GDSOH: What new technologies or solutions can they implement for their application developers to help ensure they’re writing secure code, implementing secure open source code, and developing secure applications?
Bruce Kuska: I would start by embracing online training that is built into the develop infrastructure. This gives developers quick refreshers on application security and trains them to become better, more secure application developers over time. It can be customized for the organization’s needs.
Next, they should look at today’s advanced static application security testing (SAST) solutions, which are a set of technologies designed to analyze application source code, byte code, and binaries for coding and design conditions that are indicative of security vulnerabilities.
Frequent testing of the source code for vulnerabilities using SAST solutions saves time and money in the application development process.
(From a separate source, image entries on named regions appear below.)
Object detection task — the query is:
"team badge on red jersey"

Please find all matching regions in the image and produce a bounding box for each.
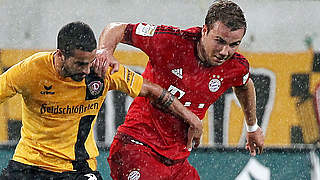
[209,75,223,92]
[128,169,141,180]
[88,81,103,96]
[136,24,157,36]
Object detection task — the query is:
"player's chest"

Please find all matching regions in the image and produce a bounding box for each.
[156,59,232,107]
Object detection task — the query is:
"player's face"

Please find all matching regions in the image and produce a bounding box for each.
[63,49,96,82]
[198,21,245,66]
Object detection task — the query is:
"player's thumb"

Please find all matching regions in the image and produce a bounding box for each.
[187,133,193,151]
[111,63,119,74]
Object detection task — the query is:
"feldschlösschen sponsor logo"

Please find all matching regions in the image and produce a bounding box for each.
[40,103,99,114]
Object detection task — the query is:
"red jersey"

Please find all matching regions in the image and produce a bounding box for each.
[118,23,250,160]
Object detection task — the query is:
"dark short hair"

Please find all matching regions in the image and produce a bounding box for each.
[57,21,97,58]
[205,0,247,32]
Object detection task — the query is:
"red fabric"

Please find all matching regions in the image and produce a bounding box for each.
[118,24,249,160]
[108,139,200,180]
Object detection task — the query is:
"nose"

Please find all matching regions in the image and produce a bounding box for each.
[220,45,230,57]
[82,65,90,75]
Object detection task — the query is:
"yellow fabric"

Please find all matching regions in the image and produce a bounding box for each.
[0,52,143,172]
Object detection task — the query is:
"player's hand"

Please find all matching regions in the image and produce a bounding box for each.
[92,49,119,78]
[187,117,203,151]
[246,127,264,156]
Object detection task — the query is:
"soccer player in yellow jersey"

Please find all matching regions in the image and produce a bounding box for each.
[0,22,202,180]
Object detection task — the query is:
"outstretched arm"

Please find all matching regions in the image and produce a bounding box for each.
[234,79,264,156]
[93,23,127,77]
[139,79,202,151]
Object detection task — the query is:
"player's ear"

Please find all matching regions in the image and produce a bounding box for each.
[201,25,208,36]
[56,49,65,61]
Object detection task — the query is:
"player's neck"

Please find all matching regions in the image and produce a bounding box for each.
[197,41,211,67]
[53,52,65,77]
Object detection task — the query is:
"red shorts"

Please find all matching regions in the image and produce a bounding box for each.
[108,133,200,180]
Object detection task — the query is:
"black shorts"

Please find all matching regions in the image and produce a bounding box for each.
[0,160,102,180]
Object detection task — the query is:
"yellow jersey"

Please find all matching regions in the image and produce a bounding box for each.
[0,52,143,172]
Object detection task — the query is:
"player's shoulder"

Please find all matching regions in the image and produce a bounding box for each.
[18,52,53,70]
[23,52,53,63]
[155,25,201,40]
[231,52,249,69]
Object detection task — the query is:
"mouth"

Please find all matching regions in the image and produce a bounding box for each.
[214,56,227,63]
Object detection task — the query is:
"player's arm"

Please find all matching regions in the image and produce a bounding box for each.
[139,79,203,151]
[234,78,264,156]
[93,23,127,77]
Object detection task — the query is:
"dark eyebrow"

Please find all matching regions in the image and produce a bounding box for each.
[230,40,241,46]
[216,36,227,43]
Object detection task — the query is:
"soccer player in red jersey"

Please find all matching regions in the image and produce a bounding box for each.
[95,1,264,180]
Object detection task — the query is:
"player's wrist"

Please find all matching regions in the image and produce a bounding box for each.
[245,120,259,132]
The sooner application vulnerabilities are found, the easier there are to mitigate. It’s like finding out the foundation of a building is cracked before the primary construction of the structure begins. So finding these early accelerates the software development lifecycle (SDLC) while saving them money in the long run.
“…just because an application is written by a private company doesn’t mean it’s completely secure. All applications – even commercial off-the-shelf solutions – can contain vulnerabilities that can be exploited.” – Bruce Kuska
They should also consider interactive application security testing (IAST) solutions that analyze code for security vulnerabilities while the applications are running. Embracing SAST and IAST solutions together ensures that all vulnerabilities are identified and can be eliminated before the application moves into a production environment.
GDSOH: Colleges and universities aren’t just developing and deploying their own software and applications – they’re also often training the next generation of application developers. What can higher education institutions do to prepare their students for an industry that is increasingly focused on AppSec?
Bruce Kuska: Candidly, the same application developer training solutions that they’re utilizing in their own SDLC should be extended to their students. Teaching their students how to code securely will only make them more desirable, more in-demand developers when they enter the workforce.
But they shouldn’t just be using any training solution. Once that integrate into their SAST solutions, identify vulnerabilities and train the developers as they work are – in my opinion – the most successful. These solutions are continuously training the students and showing them when they make a mistake or write code with a vulnerability, which is retained and replicated better than training that exists outside of their work and is then quickly forgotten.